OED (Oxford English Dictionary) on ‘tea’
(perhaps
through Malay te, teh) Chinese, Amoy dialect te, in
Fuchau tiä = Mandarin ch’a (in ancient Chinese prob. kia)
…. The form te (thé) was brought into Europe by the Dutch,
prob. from the Malay at Bantam (if not from Formosa, where the Fuhkien or
Amoy form was used). The original English pronunciation (te:), sometimes
indicated by spelling tay, is found in rhymes down to 1762, and
remains in many dialects; but the current (ti:) is found already in the 17th
c., shown in rhymes and by the spelling tee.
|
New
structures of science
I poured
the chemical into the jar and it exploded [parataxis]
Because I poured the chemical into the jar, it exploded [hypotaxis]
Because the chemical was poured into the jar, it exploded [passivisation]
The contact of the chemical and glass resulted in an
explosion [nominalisation]
Re-evaluating
the diagram
However,
some people suggest that the model that we used in the diagram above is too
naïve, for two reasons:
(a)
the ‘thing’ can be less straightforward than it seems; and
(b)
perhaps the directionality of the arrows is also less straightforward.
Example:
shapes
- there is one kind of ‘thing’ here — geometrical
shapes;
- there are two kinds of ‘things’ — rectangles and
circles;
- there are four kinds of ‘things’ — squares,
rectangles, circles and oval shapes.
More
examples: colour terms, etc.
- In Zuni, there is one word for both orange
and yellow in English.
- The Welsh word glas covers the same range
as the English green, blue and grey.
- Malay has two words kami and kita
for English we. Kami is the ‘exclusive’ we (ie
not including the hearer) and kita is the ‘inclusive’ we
- Cantonese has two words yeh-yeh and kung-kung
for English grandfather. Yeh-yeh is the paternal grandfather
whereas kung-kung is the maternal grandfather.
- The English word privacy cannot be easily
translated into many other languages. Perhaps English recognises ‘privacy’
as a ‘thing’, but not other languages?
Another model
Each
language or dialect ‘traps’ us into a particular view of things, and
communication between speakers of different languages and dialects cannot be
totally complete, as each language and dialect divides up experience
differently.
Whorfism
(Linguistic determinism)
- A Zuni speaker might just
‘see’ one ‘thing’, whereas an English speaker two ‘things’ — precisely
because of the languages that they speak.
- A Welsh speaker might just
‘see’ one ‘thing’, whereas an English speaker three ‘things’ — precisely
because of the languages that they speak.

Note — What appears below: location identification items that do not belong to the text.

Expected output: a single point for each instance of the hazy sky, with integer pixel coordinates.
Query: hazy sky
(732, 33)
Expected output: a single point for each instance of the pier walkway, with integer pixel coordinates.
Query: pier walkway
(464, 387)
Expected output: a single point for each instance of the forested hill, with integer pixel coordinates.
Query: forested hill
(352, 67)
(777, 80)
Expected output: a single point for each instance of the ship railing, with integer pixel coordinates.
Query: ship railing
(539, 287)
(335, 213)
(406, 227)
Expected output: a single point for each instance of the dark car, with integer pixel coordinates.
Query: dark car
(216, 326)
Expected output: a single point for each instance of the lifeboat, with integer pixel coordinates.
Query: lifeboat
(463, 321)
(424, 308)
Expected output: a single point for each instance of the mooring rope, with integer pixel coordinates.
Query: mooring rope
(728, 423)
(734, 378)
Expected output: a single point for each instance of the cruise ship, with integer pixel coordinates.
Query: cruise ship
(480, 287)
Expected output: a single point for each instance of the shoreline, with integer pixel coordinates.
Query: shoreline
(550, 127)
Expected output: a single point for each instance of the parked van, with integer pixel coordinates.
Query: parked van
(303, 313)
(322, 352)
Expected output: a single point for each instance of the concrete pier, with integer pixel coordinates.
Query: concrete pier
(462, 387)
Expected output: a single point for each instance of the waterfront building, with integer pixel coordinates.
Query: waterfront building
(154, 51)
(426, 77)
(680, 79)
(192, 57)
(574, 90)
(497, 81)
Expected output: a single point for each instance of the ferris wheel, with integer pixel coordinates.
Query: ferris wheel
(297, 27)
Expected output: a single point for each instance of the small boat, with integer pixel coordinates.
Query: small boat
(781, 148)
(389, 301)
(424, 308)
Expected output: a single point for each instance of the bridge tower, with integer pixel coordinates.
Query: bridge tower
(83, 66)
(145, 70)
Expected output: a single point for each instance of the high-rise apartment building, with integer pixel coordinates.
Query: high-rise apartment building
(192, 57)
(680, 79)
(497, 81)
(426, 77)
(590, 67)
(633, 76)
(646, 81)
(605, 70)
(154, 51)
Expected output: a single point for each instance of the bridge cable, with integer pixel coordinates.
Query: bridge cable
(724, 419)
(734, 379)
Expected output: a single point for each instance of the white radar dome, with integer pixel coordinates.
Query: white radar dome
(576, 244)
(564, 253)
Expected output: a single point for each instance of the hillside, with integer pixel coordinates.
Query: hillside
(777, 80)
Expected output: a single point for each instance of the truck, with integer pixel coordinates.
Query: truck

- This is known as linguistic
determinism, or the Sapir–Whorf hypothesis, or simply Whorfism.
A plea for a
‘moderate’ version of linguistic determinism
Hudson:
Most people accept a moderate version of the hypothesis, and suggest
that it is possible to think thoughts that cannot be easily verbalised
in one’s own language. However, different languages predispose their
speakers to different thoughts. . . . It seems clear that the extreme hypothesis is wrong.
Reasons
for a moderate version
- Studies also suggest that
speakers can also imagine or think of things that have not been encoded by
their own languages or dialects. We can imagine things and experience
which we cannot label. We can think about experiences that are in some
sense ‘ineffable’ or ‘indescribable’, although this does mean that
it is rather more difficult to think about them. This suggests therefore
that it is possible to escape from the ‘prison house’ of language.
- But our native language encourages
us to think in a particular way.
Language is like:
- a receptacle
- a prison
- a pair of blinkers
Two quotations:
- ‘He gave men speech, and
speech created thought, which is the measure of the universe’ (P B Shelley,
the 19th-century poet, Prometheus Unbound, Act 2 sc. 4, l. 72)
- ‘Expression is the dress of
thought’ (Alexander Pope, the 18-century poet, Essay on Criticism Part
2, l. 318)
The new model
- How then is this a reason
for language change?
- If we accept that languages and dialects
‘reflect’ in some way the perspectives (‘thoughts’) of the speakers, then
we must accept that if their perspectives change, the language or dialect
has to change concomitantly.
- Similarly, if a language is adopted by ‘non-traditional’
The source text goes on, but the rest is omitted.